Correspondence from our son’s school revealed plainly where discrimination was taking place. A parent accused our son of attacking her child and other children on the bus because “his father was from a brown man from India” (my husband is of Turkish descent and clearly White). Both the school and the transportation office of our school district informed the parent in question that our son could not have attacked any child because he had always been placed in a safety harness on the bus and was actually the victim of an assault on the bus by another student. Request forms for reduced price lunches were repeatedly sent home with our son because his teaching team insisted that, since I was dark skinned I must be on welfare. My surname was incorrect in letters addressed to us because it was assumed that as I was Black, I was not married to my son’s father, therefore my last name must be different.
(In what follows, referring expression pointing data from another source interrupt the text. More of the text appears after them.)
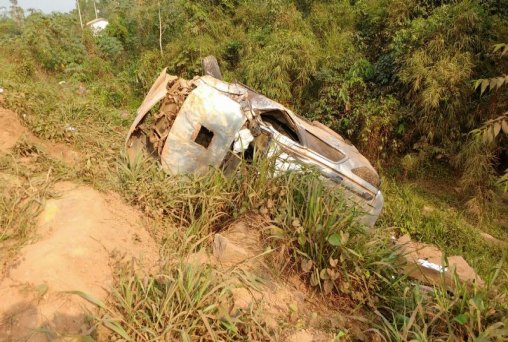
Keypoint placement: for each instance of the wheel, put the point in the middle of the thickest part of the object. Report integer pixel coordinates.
(211, 67)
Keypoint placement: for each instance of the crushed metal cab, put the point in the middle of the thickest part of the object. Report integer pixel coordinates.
(200, 122)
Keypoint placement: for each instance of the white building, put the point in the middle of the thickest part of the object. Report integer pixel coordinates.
(97, 25)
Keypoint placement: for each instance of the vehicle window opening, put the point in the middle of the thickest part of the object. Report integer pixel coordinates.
(204, 137)
(281, 123)
(323, 148)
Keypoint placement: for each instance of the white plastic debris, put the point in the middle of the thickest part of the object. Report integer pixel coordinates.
(432, 266)
(70, 129)
(284, 161)
(242, 140)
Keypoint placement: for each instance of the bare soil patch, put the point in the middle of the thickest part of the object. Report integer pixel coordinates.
(12, 131)
(83, 237)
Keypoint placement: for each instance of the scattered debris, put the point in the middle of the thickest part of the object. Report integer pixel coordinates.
(208, 122)
(494, 240)
(428, 264)
(70, 129)
(97, 25)
(301, 336)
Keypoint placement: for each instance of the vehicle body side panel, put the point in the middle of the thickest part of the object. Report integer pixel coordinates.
(204, 107)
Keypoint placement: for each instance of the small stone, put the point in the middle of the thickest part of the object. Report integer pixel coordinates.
(226, 252)
(242, 299)
(301, 336)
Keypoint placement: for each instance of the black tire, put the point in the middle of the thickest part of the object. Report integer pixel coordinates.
(211, 67)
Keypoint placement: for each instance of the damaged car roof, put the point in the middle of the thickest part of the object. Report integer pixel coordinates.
(198, 121)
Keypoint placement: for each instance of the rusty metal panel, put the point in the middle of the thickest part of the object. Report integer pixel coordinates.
(155, 94)
(217, 113)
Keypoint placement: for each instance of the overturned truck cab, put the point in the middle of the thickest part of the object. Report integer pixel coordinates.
(205, 121)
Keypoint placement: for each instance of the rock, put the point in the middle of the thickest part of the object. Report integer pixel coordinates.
(492, 239)
(237, 244)
(226, 252)
(199, 258)
(242, 300)
(427, 210)
(426, 263)
(301, 336)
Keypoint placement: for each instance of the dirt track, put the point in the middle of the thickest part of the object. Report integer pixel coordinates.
(81, 237)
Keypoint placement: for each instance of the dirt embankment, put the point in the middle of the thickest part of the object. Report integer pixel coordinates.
(81, 238)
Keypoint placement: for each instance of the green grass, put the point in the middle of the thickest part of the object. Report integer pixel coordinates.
(411, 208)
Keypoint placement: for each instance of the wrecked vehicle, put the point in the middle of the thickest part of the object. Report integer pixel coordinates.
(208, 122)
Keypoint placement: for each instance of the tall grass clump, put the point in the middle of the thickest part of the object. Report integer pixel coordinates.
(187, 303)
(315, 230)
(464, 314)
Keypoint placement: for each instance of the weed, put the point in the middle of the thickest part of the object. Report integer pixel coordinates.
(187, 303)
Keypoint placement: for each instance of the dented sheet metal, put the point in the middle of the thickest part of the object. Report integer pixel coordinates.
(205, 109)
(208, 122)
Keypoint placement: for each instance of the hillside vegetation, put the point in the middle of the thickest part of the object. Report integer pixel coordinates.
(418, 86)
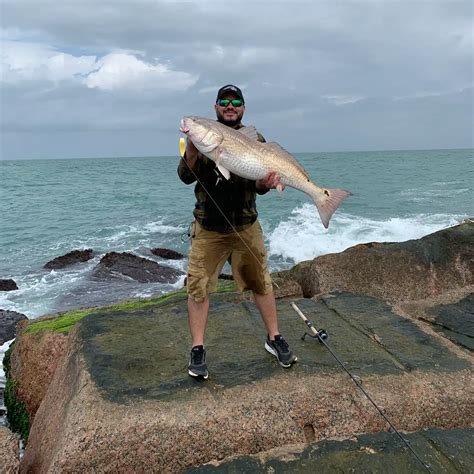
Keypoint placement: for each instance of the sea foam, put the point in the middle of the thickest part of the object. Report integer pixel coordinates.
(302, 236)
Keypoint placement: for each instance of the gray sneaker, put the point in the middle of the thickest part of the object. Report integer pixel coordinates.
(197, 366)
(280, 349)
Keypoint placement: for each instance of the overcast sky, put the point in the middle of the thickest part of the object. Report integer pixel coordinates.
(98, 78)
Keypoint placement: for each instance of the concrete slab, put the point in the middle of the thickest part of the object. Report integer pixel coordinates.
(444, 451)
(144, 353)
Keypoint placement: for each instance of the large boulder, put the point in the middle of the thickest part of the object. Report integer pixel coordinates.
(33, 364)
(411, 270)
(121, 399)
(137, 268)
(8, 284)
(76, 256)
(8, 322)
(9, 451)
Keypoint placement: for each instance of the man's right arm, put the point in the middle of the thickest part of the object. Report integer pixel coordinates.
(189, 160)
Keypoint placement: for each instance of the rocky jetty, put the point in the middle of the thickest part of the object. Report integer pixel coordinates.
(117, 396)
(411, 270)
(8, 322)
(8, 284)
(137, 268)
(71, 258)
(167, 253)
(9, 451)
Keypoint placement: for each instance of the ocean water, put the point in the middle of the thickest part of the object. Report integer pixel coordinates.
(50, 207)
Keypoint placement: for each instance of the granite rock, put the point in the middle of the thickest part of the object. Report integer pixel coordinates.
(8, 322)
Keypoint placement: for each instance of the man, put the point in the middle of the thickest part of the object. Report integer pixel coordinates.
(226, 228)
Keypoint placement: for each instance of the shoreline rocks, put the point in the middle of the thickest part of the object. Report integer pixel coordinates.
(148, 414)
(8, 284)
(70, 258)
(140, 269)
(8, 322)
(167, 253)
(394, 272)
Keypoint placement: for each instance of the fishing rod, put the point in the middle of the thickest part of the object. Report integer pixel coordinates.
(321, 336)
(317, 334)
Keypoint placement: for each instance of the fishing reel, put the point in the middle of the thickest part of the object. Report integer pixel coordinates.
(320, 335)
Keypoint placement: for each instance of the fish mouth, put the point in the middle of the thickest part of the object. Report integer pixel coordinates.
(183, 127)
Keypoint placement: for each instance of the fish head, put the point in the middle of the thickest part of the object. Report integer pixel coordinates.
(202, 132)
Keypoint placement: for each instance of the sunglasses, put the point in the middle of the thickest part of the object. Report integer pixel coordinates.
(226, 102)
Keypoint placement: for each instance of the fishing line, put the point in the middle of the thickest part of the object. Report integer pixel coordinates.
(356, 380)
(319, 334)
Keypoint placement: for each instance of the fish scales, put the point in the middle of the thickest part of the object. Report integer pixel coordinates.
(239, 152)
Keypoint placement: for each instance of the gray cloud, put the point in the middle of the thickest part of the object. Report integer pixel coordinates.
(316, 75)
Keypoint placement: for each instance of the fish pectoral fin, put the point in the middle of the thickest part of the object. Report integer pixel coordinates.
(224, 171)
(282, 153)
(249, 132)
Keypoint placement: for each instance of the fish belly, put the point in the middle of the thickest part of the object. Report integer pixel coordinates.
(249, 167)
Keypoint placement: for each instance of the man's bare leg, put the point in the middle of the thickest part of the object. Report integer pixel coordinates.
(267, 306)
(197, 318)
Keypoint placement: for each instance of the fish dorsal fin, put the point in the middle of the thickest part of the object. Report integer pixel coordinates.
(249, 132)
(286, 155)
(224, 171)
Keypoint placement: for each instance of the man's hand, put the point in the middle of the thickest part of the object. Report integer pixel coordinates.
(270, 181)
(192, 153)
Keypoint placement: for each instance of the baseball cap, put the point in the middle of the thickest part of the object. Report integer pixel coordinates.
(230, 88)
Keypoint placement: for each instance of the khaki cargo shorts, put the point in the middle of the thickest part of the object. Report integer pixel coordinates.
(209, 252)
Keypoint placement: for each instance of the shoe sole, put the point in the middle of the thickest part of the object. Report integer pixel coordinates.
(192, 374)
(274, 353)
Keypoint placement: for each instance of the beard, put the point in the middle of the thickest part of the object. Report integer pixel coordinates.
(229, 123)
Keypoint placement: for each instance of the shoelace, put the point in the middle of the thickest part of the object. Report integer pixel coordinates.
(197, 355)
(282, 344)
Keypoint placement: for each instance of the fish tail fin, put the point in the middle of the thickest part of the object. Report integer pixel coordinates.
(328, 201)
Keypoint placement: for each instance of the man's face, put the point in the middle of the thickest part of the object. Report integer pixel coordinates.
(229, 115)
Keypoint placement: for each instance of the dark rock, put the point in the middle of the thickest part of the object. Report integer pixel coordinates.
(167, 253)
(225, 276)
(114, 362)
(442, 450)
(456, 321)
(402, 271)
(70, 258)
(138, 268)
(8, 285)
(8, 322)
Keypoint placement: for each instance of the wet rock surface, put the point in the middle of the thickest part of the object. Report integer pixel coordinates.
(120, 399)
(456, 321)
(75, 256)
(8, 284)
(8, 322)
(167, 253)
(445, 451)
(9, 451)
(394, 272)
(128, 368)
(115, 264)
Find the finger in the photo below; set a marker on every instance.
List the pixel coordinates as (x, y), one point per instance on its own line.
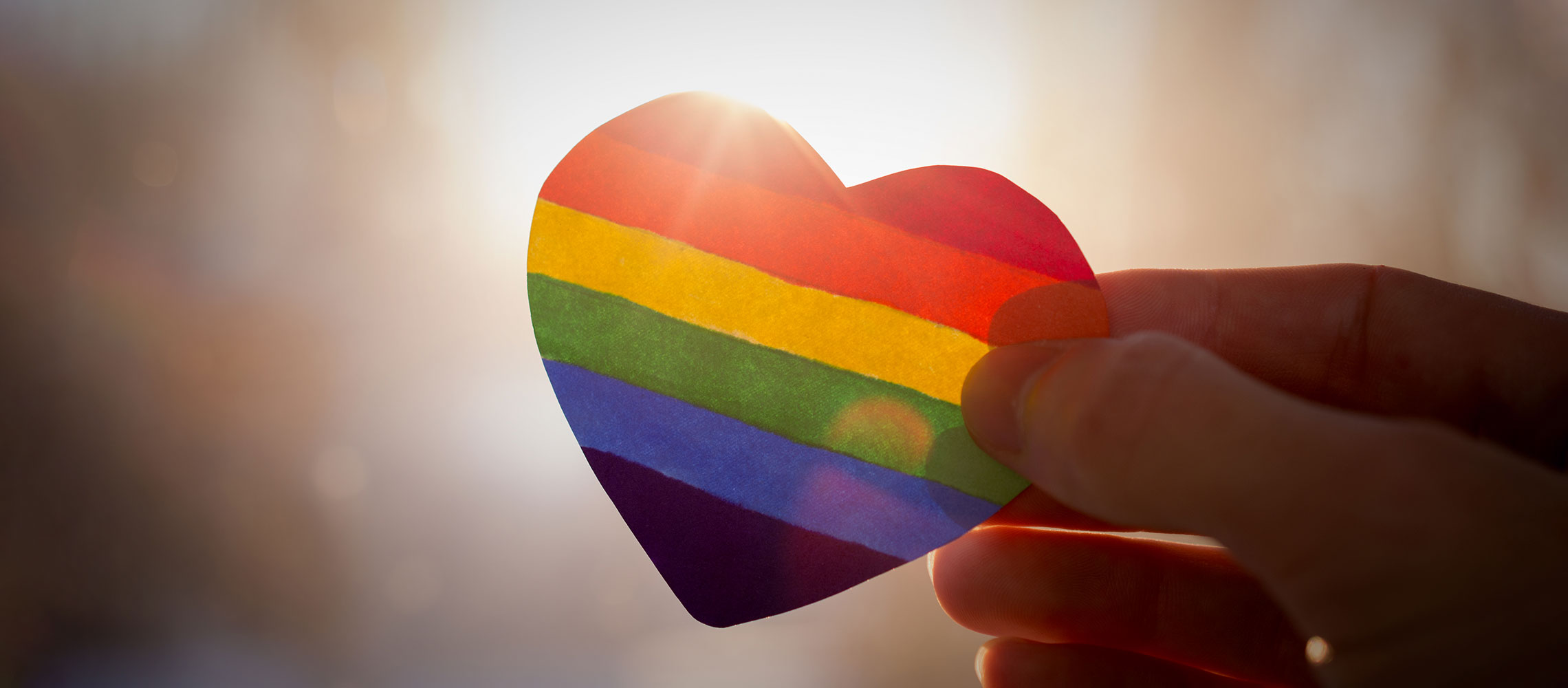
(1188, 604)
(1035, 508)
(1371, 339)
(1020, 663)
(1363, 528)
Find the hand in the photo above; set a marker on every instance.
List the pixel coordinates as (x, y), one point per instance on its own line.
(1380, 455)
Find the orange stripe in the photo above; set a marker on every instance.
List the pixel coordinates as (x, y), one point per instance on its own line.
(796, 239)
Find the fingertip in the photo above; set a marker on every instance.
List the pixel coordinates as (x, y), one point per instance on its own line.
(993, 387)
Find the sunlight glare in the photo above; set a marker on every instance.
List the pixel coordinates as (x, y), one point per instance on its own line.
(871, 88)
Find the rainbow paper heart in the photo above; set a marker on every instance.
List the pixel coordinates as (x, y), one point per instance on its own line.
(763, 365)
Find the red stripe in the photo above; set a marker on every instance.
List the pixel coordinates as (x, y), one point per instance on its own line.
(976, 211)
(731, 140)
(796, 239)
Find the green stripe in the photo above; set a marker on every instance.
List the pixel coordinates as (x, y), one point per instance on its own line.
(759, 386)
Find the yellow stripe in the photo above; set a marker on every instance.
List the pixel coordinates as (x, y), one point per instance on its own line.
(743, 301)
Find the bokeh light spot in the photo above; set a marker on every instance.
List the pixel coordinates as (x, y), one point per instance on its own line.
(889, 431)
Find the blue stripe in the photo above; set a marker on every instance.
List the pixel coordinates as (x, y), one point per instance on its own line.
(816, 489)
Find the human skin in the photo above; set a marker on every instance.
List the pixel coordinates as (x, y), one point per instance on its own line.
(1379, 453)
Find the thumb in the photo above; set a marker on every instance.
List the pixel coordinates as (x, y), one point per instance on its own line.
(1157, 433)
(1362, 527)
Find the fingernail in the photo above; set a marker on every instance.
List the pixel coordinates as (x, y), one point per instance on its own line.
(993, 389)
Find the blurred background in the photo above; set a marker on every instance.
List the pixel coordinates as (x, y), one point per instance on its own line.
(270, 407)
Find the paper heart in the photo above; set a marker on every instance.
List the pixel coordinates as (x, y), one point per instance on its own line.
(763, 365)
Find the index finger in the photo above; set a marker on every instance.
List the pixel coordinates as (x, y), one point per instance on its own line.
(1371, 339)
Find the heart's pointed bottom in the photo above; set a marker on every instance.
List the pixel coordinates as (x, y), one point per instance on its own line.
(725, 563)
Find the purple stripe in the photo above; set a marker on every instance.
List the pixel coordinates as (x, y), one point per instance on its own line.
(730, 565)
(818, 489)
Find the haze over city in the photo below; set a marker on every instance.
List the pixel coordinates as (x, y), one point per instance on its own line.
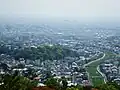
(59, 45)
(69, 9)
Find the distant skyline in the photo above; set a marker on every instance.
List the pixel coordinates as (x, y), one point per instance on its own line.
(75, 9)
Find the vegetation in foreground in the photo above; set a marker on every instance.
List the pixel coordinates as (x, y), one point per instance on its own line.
(21, 83)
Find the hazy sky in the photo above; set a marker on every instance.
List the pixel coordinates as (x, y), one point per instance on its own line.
(60, 8)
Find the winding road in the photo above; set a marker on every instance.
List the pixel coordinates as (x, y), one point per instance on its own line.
(103, 75)
(94, 60)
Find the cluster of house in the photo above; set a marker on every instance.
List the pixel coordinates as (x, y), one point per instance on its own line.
(111, 70)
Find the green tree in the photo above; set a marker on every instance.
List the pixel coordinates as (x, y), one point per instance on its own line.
(17, 83)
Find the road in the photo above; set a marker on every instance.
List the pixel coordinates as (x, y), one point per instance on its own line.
(94, 61)
(103, 75)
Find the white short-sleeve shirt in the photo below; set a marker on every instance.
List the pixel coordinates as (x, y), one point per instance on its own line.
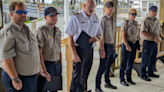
(81, 22)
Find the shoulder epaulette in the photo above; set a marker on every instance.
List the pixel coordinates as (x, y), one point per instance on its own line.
(42, 27)
(147, 18)
(76, 13)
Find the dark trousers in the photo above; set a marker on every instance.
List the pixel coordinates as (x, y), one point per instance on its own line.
(53, 68)
(148, 57)
(29, 83)
(105, 65)
(81, 70)
(127, 60)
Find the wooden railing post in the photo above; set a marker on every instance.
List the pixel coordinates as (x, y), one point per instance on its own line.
(69, 62)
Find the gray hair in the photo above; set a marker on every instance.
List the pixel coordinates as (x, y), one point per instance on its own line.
(15, 2)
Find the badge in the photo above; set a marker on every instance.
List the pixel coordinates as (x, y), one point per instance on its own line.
(49, 36)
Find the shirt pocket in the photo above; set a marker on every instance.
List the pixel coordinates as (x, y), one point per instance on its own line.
(58, 40)
(82, 27)
(34, 43)
(49, 44)
(22, 46)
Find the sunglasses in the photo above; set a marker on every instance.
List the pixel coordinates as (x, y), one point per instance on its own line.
(20, 12)
(134, 14)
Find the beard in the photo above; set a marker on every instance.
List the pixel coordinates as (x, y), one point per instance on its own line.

When our son returned to school after recovering from illness, I wrote in his communication book that I was sorry he missed the annual trip to the pumpkin patch. His teacher responded that it didn’t matter because he was a nonverbal autistic, and nonverbal kids don’t ever know what’s going on anyway because they are so (insert pejorative term for intellectually disabled here). The very place our son sat on the autism spectrum made him a victim of what we later learned wasableism.

I cannot go to a doctor and ask her to give me treatments to make me appear more nonverbally autistic. How then, could I understand ableism better? After homeschooling my son for about two years, I believed I had found the answer. To understand what my son was up against I needed to get as close to doing what John Howard Griffin had done as I could. I began writing autistic adults around the world who either used Augmentative and Alternative Communication (AAC) in the form of speech devices to speak, or who did not use verbal speech until they were much older. People who still knew what it was like to be my son. I began reading their books and blog posts. I asked them questions. I was amazed when they answered and gave me advice on how to help my son self regulate.

Still, there was something missing. His race, his national origins, the rest of who he was and how that influenced his life was not being addressed. One of the only other people in the world who might come remotely close to understanding how our son’s differences intersect to impact his life experiences is his sister. His sister is multiracial, multicultural, and only unlike her brother in that she is not a male on the autism spectrum. Somehow I had to listen to his communications to me, although he did not have a verbal speech, hear his sister as she explained the experience of being the multiracial daughter of mixed race marriage, and listen to nonspeaking autistic disability rights advocates communicating the experience of being nonspeaking in a world of verbal speech.

It is not an ideal solution to understanding ableism in combination with racism and other bigotry. I cannot be my son. I can’t travel the world for a year as a nonspeaking neurodiverse person. But I am doing the next best thing. I am learning from everyone who can teach me what happens when multiple differences meet at that intersection of minorities that is our son. I am able to improve the quality of his life by that understanding, allowing him to participate in his life as much as he is able. He is gaining confidence and losing fear. I hope that hand in hand, my son and I can arrive at that crossroads and meet the challenges of overcoming each aspect of discrimination he encounters. He continues to teach me to express joy and laughter without restraint, to be as he is. Unfettered.